My husband and I began working with a therapist after he admitted that he had been sleeping with other women. Now we save up our problems throughout the week and take them to her on Tuesday evenings. When friends ask me if she’s any good, I say, “I guess so. I mean, we’re still married.”
Today I’ve asked to see her alone. I’m tired and jittery because I spent all night silently rehearsing how to tell her what I’m about to tell her.
I sit quietly in my chair, hands folded in my lap. She sits upright in the chair across from me. She wears a crisp white pantsuit, sensible heels, no makeup. A wooden bookshelf crowded with textbooks and framed degrees climbs the wall behind her like a bean stalk. Her pen is poised above a leather notebook in her lap, ready to pin me down in black and white. I remind myself: Speak calmly and confidently, Glennon, like a grown-up.
“I have something important to tell you. I’ve fallen in love. I am wildly in love. Her name is Abby.”
My therapist’s mouth falls open, just enough for me to notice it. She says nothing for an eternal moment. Then she breathes very deeply and says, “Okay.”
She pauses, starts again. “Glennon, you know that whatever this is—it’s not real. These feelings are not real. Whatever future you’re imagining here: That’s not real, either. This is nothing but a dangerous distraction. It won’t end well. It has to stop.”
I start to say, “You don’t understand. This is different.” But then I think about all the people who have sat in this chair and insisted: This is different.
If she won’t let me have Abby, I need to make my case, at least, for never again having my husband.

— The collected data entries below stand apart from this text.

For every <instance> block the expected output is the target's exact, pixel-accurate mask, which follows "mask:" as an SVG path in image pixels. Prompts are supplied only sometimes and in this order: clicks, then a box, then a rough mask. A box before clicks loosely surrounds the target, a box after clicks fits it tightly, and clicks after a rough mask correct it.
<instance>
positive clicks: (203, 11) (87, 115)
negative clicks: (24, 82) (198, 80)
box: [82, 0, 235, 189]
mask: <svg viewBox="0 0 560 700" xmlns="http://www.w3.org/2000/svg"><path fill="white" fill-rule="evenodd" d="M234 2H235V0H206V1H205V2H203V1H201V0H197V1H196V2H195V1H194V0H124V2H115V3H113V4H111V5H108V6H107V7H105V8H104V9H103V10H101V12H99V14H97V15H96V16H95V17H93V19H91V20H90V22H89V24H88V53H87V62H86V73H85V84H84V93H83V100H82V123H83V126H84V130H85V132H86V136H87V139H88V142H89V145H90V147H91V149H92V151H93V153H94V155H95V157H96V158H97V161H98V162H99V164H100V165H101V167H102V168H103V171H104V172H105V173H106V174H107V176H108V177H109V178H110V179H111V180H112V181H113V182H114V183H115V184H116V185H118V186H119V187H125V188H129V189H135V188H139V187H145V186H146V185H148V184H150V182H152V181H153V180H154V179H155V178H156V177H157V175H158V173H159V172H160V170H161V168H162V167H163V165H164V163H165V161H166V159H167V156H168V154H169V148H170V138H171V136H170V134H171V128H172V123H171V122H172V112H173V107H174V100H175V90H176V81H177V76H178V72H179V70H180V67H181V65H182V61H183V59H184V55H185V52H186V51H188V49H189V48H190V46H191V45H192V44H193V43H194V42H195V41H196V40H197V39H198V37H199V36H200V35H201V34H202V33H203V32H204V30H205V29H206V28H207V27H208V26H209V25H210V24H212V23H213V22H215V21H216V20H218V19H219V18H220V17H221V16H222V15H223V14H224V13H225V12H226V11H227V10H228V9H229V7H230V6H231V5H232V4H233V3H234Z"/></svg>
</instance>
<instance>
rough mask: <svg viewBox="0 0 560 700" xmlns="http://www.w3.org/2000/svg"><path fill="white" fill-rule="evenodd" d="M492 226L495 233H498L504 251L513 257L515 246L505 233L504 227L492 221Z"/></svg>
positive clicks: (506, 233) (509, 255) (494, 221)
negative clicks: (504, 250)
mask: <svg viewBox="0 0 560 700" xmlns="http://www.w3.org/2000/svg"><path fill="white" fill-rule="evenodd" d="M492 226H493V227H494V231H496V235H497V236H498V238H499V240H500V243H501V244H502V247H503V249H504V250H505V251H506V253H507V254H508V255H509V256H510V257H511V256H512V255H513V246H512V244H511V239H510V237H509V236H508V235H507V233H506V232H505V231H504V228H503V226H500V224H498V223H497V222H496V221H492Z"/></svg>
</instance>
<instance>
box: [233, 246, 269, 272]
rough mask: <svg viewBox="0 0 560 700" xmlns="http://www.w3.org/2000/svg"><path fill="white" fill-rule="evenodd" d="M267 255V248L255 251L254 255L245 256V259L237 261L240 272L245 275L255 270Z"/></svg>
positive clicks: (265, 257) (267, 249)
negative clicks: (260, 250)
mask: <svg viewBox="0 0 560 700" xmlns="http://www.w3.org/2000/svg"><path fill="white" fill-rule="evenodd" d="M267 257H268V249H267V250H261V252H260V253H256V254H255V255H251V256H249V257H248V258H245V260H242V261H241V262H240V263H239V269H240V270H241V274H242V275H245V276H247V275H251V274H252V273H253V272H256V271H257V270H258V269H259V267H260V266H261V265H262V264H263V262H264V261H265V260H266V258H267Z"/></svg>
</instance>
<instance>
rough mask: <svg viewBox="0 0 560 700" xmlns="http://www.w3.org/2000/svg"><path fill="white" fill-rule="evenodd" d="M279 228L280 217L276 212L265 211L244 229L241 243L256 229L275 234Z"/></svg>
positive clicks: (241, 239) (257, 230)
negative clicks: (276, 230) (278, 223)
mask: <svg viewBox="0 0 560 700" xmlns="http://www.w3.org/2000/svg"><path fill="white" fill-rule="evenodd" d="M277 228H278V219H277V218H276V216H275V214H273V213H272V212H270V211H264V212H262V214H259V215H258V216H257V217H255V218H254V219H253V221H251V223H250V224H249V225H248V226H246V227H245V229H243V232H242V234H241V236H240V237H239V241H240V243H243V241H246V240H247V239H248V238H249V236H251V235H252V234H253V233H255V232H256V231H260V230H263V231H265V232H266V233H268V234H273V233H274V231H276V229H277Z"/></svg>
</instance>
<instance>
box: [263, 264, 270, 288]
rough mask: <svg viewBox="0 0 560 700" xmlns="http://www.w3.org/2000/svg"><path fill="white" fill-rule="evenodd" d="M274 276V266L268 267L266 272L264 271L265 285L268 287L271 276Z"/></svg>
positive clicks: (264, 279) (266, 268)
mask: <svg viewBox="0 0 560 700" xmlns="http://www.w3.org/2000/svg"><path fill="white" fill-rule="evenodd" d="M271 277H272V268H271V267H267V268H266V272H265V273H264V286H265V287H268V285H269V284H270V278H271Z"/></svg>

“I cannot sleep with him again,” I say. “You know how hard I’ve tried. Sometimes I think I’ve forgiven. But then he climbs on top of me, and I hate him again. It’s been years and I don’t want to be difficult, so I close my eyes and try to float away until it’s over. But then I accidentally land back inside my body, and what I land in is white-hot fiery rage. It’s like: I try to go dead inside but there is always a little life left in me, and that life makes sex unbearable. I can’t be alive during sex, but I can’t get dead enough, either, so there’s no solution. I just—I don’t want to do it anymore.”
I am furious that tears come, but they do. I am begging now. Mercy, please.
Two women. One white suit. Six framed degrees. One open notebook. One pen, poised.
Then: “Glennon, have you tried just giving him blow jobs instead? Many women find blow jobs to be less intimate.”
I have a son and two daughters, until they tell me otherwise.
My children believe that the shower is a magical portal of ideas.
My youngest recently said to me, “Mom, it’s like I don’t have any ideas all day, but when I get in the shower my brain is full of cool stuff. I think it’s the water or something.”
“Could be the water,” I said. “Or it could be that the shower’s the only place you’re not plugged in—so you can hear your own thoughts in there.”
She looked at me and said, “Huh?”
“That thing that happens to you in the shower, babe. It’s called thinking. It’s something folks did before Google. Thinking is like…it’s like googling your own brain.”
“Oh,” she said. “Cool.”
That same child steals my expensive shampoo once a week, so the other day I stomped to the bathroom she shares with her teenage brother and sister to steal it back. I opened the shower curtain and noticed the twelve empty bottles littering the tub’s edge. All the bottles on the right side were red, white, and blue. All the bottles on the left side were pink and purple.
I picked up a red bottle from what was clearly my son’s side. It was tall, rectangular, bulky. It yelled at me in bold red, white, and blue letters:
3X BIGGER,
DOESN’T ROB YOU OF YOUR DIGNITY,
ARMOR UP IN MAN SCENT,
DROP-KICK DIRT, THEN SLAM ODOR WITH A FOLDING CHAIR.
I thought: What the hell? Is my son taking a shower or preparing for war in here?
I picked up one of the girls’ slim, metallic, pink bottles. Instead of barking marching orders at me, that bottle, in cursive, flowy font, whispered disconnected adjectives: alluring, radiant, gentle, pure, illuminating, enticing, touchable, light, creamy. Not a verb to be found. Nothing to do here, just a list of things to be.
I looked around for a moment to ensure that the shower was not, in fact, a magic portal that had somehow transported me back in time. Nope. There I was, in the twenty-first century, when boys are still being taught that real men are big, bold, violent, invulnerable, disgusted by femininity, and responsible for conquering women and the world. When girls are still being taught that real women must be quiet, pretty, small, passive, and desirable so they’ll be worthy of being conquered. Here we all are. Our sons and daughters are still being shamed out of their full humanity before they even get dressed in the morning.
Our children are too vast to fit themselves inside these rigid, mass-produced bottles. But they’ll lose themselves trying.